Image courtesy of Chris Murray on Unsplash
Wabasha doesn’t care. Every year, it hosts the Grumpy Old Men Festival with movie screenings, ice fishing, spaghetti dinners, and other activities. In that sense, it’s not unlike Punxsutawney, Pennsylvania. The 1993 movie, Groundhog Day, is set there, but filming took place in Woodstock, Illinois, which was deemed more picturesque. (Both locales host Groundhog Day festivals).
Hawley recommends that communities with a serious interest in attracting film business take an inventory of the advantages they provide.
“You want to be able to tell filmmakers, ‘We’re film friendly. Here are the resources we have.’ In addition to having financial incentives and tax breaks, permitting should be easy.

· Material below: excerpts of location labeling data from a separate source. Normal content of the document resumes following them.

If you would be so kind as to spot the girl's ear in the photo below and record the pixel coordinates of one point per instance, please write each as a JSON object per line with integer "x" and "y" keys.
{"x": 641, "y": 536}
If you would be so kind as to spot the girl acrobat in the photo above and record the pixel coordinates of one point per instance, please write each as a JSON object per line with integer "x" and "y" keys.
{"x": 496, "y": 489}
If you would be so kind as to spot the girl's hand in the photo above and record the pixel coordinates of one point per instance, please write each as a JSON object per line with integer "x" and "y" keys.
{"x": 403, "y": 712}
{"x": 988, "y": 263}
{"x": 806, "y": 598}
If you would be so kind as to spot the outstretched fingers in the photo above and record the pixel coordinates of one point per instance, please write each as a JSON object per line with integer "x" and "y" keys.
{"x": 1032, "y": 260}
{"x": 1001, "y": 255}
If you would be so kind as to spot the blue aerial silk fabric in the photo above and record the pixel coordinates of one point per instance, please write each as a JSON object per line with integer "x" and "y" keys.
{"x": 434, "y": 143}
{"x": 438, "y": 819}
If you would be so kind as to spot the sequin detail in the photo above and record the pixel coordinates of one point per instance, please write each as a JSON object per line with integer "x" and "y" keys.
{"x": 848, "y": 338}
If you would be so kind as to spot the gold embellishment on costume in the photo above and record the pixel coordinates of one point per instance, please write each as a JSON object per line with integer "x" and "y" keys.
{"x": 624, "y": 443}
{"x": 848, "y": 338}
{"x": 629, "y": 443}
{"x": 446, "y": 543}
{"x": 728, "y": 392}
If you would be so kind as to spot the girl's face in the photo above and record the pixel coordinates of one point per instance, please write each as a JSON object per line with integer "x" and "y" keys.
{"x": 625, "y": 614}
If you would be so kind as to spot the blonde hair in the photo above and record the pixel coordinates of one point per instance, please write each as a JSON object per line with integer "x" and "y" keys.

Filmmakers should know there is room to park, caterers who can feed them, hotels where people can stay.”
A database of settings that make a community unique, in terms of landscape, historical sites or other factors, is a good marketing tool.
And, Hawley notes, if a film commission is to be created in the office of a CVB or an economic development corporation, it is best to put one person in charge of making outreach to filmmakers, rather than having that person stretched across multiple roles.
Gaster says that a community’s flexibility is the ultimate litmus test of its suitability to host filming.
“How does the community react to things like parades and festivals, when the main street is closed? These are the kinds of questions a potential production will ask. If a community shies away from disruption, this may not be a good avenue to pursue.”
For those who want to host filming, however, the rewards are great.
“I like seeing people get jobs in the industry; I like seeing the business grow here,” says Hawley.
So, what was his favorite Illinois-based production?
He laughs. “All of them. All of them are my favorite.”